Conflit ouvert entre Washington et la Californie. Le président Donald Trump a autorisé, samedi 7 juin, l’envoi de 2 000 membres de la Garde nationale à Los Angeles, après deux journées de confrontations entre habitants et agents de l’immigration (ICE). Cette intervention, décidée sans l’accord du gouverneur Gavin Newsom, alimente la colère des autorités locales.
Dans un communiqué, la présidence a évoqué une situation chaotique nécessitant une réponse fédérale. Les forces déployées ont pour mission de « rétablir l’ordre face à une anarchie croissante », selon les termes du texte. Pour Donald Trump, la décision s’imposait du fait de l’inaction supposée des autorités californiennes. Sur son réseau Truth Social, il a critiqué le gouverneur en usant du surnom méprisant « Newscum » (racaille), affirmant : « Si le gouverneur et la maire de Los Angeles sont incapables de faire leur travail, le gouvernement fédéral s’en chargera. »
Newsom dénonce une manœuvre provocatrice
Gavin Newsom a vivement réagi. Selon lui, l’initiative présidentielle vise à attiser les tensions plutôt qu’à apaiser la situation. « Cette opération est un spectacle. Elle va empirer les choses », a-t-il prévenu. Samedi soir, aucun déploiement militaire visible n’avait encore été signalé dans les rues de la métropole, selon les médias locaux.
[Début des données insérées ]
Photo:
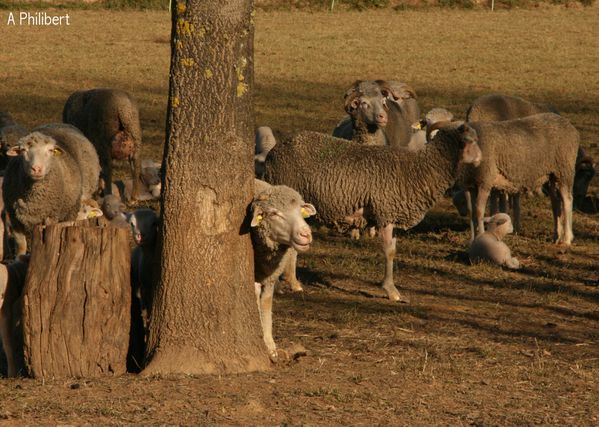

Des affrontements dans des quartiers sensibles
La tension est montée d’un cran samedi matin dans la ville de Paramount, une banlieue à majorité hispanique. Des agents de l’ICE y étaient rassemblés près d’un magasin Home Depot, point de rendez-vous informel pour de nombreux travailleurs journaliers. La présence policière a rapidement attiré des manifestants, et des échauffourées ont éclaté. La police du comté a été appelée en renfort.
Plusieurs arrestations ont eu lieu, certaines pour « obstruction d’opérations fédérales ». Les manifestants ont tenté d’entraver le passage d’un bus transportant des agents de l’immigration. En réponse, les forces de l’ordre ont utilisé des gaz lacrymogènes et des grenades assourdissantes. Un véhicule des US Marshals a aussi été pris pour cible, forçant la fermeture d’accès autoroutiers.
Violences condamnées, appel au calme
Les images des chaînes américaines montraient des rues jonchées de débris et de chariots renversés. Les affrontements ont continué jusqu’à la tombée de la nuit, notamment dans les villes voisines de Paramount et Compton. Dan Bongino, directeur adjoint de la police fédérale, a confirmé sur X que « plusieurs arrestations avaient été effectuées » et que les auteurs des violences seraient identifiés à l’aide des vidéos.
Karen Bass, maire de Los Angeles, a appelé à la responsabilité : « Protester est un droit, mais la violence est inacceptable. Les fauteurs de troubles devront répondre de leurs actes. » Gavin Newsom a lancé un appel similaire à manifester sans violence : « Ne faisons pas le jeu de Trump. Exprimez-vous, mais pacifiquement. »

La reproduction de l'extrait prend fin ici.